Do you have an emergency fund?
Well, if you read many personal finance books or blogs, you’ll consistently get recommendations to have one. Typically, I’ve seen people recommend 3 to 6 months of expenses as a part of an emergency fund. Sometimes you’ll see higher, such as 6 to 9 months, but over the years I’ve seen lesser amounts recommended.
I don’t think that’s quite enough.
After giving this some thought of late, I think it’s a very sound approach to keep at least 9 to 12 months on hand for emergencies.
This exceeds what I tend to read elsewhere, but the more I think about it the more it just makes sense.
The big reason I see is that traditional advice for this area of personal finance seems to be stuck in a different time period, under different economic conditions.
In the recent past – prior to the last few years, anyway – the employment situation here in the U.S. just seemed a good deal better. Now, while the stated unemployment may say one thing, I think there are plenty of people out there who have given up looking for work or are underemployed in some capacity. It may not be apparent at all in certain metro areas, but is more than clear in others. In other words, if someone suffers a job loss, it just might take a while to find another comparable position. 3 to 6 months may not get it done. This happens to people all the time.
In addition to job market considerations, what about medical emergencies, accidents, and other health-related crises? Best to plan for just in case something happens. Sure, we have insurance, but that might not cover every expense in the case of emergency. Things do happen to people. While the odds of any one thing happening might be small, when you consider all the risks out there, it puts into perspective the chances of something happening.

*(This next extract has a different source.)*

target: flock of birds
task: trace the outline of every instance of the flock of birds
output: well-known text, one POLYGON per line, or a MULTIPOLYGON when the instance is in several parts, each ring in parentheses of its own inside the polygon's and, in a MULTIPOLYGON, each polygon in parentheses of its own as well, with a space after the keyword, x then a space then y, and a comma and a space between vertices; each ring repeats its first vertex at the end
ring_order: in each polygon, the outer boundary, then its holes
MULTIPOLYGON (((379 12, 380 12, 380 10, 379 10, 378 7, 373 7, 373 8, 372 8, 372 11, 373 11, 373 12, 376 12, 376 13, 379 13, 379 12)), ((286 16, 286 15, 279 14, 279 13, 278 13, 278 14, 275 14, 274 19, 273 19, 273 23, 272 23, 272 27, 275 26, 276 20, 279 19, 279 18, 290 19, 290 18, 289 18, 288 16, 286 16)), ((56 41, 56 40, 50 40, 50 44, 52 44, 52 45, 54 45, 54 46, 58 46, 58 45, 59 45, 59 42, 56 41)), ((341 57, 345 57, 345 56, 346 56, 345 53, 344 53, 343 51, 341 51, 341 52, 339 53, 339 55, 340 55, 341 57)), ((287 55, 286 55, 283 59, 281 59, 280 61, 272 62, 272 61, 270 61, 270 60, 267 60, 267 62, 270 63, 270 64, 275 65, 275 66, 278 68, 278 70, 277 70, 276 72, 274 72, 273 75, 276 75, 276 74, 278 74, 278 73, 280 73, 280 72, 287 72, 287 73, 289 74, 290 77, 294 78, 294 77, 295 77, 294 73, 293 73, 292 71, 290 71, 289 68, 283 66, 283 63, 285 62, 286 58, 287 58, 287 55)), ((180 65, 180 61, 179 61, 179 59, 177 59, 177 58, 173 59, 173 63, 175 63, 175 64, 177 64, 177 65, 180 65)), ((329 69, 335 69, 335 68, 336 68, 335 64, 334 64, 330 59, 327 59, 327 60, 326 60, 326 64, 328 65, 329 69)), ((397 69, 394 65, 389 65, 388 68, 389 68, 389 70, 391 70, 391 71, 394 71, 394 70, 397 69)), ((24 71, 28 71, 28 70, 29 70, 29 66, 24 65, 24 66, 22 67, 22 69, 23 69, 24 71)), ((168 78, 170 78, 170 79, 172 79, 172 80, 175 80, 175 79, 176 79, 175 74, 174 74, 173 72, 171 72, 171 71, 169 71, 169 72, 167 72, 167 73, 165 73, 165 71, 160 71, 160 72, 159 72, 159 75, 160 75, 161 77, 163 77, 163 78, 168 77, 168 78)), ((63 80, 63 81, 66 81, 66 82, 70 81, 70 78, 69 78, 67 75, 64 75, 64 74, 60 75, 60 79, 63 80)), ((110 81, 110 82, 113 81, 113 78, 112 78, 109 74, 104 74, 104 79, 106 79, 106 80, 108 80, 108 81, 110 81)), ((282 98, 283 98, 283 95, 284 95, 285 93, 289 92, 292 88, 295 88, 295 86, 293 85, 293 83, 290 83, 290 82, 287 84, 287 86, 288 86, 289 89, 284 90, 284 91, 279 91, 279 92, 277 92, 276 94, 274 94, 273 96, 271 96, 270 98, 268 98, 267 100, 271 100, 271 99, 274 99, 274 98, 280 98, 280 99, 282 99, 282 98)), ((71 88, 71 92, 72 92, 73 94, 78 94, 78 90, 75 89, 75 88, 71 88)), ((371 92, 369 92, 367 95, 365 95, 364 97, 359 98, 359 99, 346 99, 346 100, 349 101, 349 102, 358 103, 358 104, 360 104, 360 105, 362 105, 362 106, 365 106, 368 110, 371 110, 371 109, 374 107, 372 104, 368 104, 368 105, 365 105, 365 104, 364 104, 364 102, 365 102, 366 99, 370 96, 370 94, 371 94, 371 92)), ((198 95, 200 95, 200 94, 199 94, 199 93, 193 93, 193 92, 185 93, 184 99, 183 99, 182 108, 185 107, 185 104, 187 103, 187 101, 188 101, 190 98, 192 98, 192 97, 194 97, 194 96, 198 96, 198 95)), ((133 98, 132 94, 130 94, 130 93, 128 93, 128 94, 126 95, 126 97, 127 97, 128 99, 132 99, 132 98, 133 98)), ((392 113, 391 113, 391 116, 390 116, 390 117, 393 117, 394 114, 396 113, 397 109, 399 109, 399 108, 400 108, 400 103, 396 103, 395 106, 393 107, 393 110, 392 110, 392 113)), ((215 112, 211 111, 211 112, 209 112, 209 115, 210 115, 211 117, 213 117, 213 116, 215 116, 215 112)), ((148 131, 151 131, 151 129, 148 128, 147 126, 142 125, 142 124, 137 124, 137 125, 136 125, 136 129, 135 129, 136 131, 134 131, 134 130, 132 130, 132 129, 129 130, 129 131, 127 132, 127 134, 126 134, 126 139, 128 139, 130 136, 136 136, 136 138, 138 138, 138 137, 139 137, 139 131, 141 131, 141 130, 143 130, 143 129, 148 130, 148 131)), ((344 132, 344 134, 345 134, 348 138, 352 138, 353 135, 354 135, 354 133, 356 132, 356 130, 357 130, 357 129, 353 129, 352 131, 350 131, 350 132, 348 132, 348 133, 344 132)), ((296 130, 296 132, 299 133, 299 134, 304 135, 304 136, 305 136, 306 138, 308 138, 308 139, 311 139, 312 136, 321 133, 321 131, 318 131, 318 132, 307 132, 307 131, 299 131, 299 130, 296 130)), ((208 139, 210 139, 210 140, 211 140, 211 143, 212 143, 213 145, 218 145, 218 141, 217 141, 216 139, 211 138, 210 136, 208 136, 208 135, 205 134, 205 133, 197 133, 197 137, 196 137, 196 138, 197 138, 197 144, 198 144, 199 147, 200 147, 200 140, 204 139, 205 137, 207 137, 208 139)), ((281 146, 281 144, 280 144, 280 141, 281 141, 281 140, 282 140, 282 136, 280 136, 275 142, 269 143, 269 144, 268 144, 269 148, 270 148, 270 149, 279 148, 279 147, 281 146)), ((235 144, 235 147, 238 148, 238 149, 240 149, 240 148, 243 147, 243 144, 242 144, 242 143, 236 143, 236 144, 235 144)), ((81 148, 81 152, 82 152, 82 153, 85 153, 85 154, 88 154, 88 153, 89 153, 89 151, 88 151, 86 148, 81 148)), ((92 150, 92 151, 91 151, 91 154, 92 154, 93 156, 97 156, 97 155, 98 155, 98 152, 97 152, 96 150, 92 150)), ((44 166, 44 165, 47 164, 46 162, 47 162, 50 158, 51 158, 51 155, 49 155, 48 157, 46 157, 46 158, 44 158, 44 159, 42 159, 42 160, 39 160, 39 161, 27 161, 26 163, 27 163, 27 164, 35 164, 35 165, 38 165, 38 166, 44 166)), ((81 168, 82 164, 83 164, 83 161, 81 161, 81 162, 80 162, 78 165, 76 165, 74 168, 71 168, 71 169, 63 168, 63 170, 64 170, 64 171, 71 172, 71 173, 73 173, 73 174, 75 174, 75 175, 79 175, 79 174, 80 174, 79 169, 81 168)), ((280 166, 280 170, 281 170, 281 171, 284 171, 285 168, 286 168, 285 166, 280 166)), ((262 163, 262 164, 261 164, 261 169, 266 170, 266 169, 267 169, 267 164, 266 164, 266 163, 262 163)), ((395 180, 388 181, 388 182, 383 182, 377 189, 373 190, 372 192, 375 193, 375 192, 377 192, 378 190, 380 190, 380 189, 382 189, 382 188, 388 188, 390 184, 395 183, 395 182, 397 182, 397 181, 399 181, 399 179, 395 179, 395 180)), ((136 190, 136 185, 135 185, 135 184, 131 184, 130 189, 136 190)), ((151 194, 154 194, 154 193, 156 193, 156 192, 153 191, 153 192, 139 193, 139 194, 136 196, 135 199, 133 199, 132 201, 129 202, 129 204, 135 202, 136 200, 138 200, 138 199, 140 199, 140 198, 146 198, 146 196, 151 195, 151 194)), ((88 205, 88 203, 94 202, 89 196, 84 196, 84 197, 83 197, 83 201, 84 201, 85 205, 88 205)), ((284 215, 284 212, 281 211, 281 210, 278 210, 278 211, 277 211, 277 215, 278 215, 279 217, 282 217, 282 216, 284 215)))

What about home and car situations? Maybe your hot water heater will go out, or a sump pump will fail. Maybe your car will break down and require significant repairs. Again, things happen. Sometimes, multiple things can happen at once.
One great thing about having a substantial emergency fund is that is gives you more peace of mind and confidence in your ability to deal with situations such as the ones I mentioned above. There’s something to be said about the “sleep well at night” factor when considering one’s ability to handle sudden financial needs.
Last month, I posted about an interesting survey of which I saw results that indicated nearly 50% of Americans would have serious trouble coming up with an unexpected $2,000 expense. Now, how many months of expenses do you really think that is for most people? No way that it’s anywhere close to the 3 to 6 months mark. Realistically, tons of people are having trouble coming up with money that equates to even 1 month’s worth of expenses.
Saving money can be a challenge for many people, darned near impossible for others it would seem. We all have different lives, and some have some very real, genuine difficulties. So, I acknowledge that finding the money to save 9 to 12 month’s worth of expenses for an emergency fund may not seem easy.
That being said, I think that if somebody (or a family) can build an emergency fund that can push 1 year, it can really alleviate some concerns, stress, and some very real financial risks. Avoiding those things is good, right?
What do you think?
Do you think 3 to 6 months is sufficient for most people, or do you think something closer to the 9 to 12 month range I advocate makes sense?
Do you have an emergency fund for yourself (or family)? If so, how many months of expenses can you cover?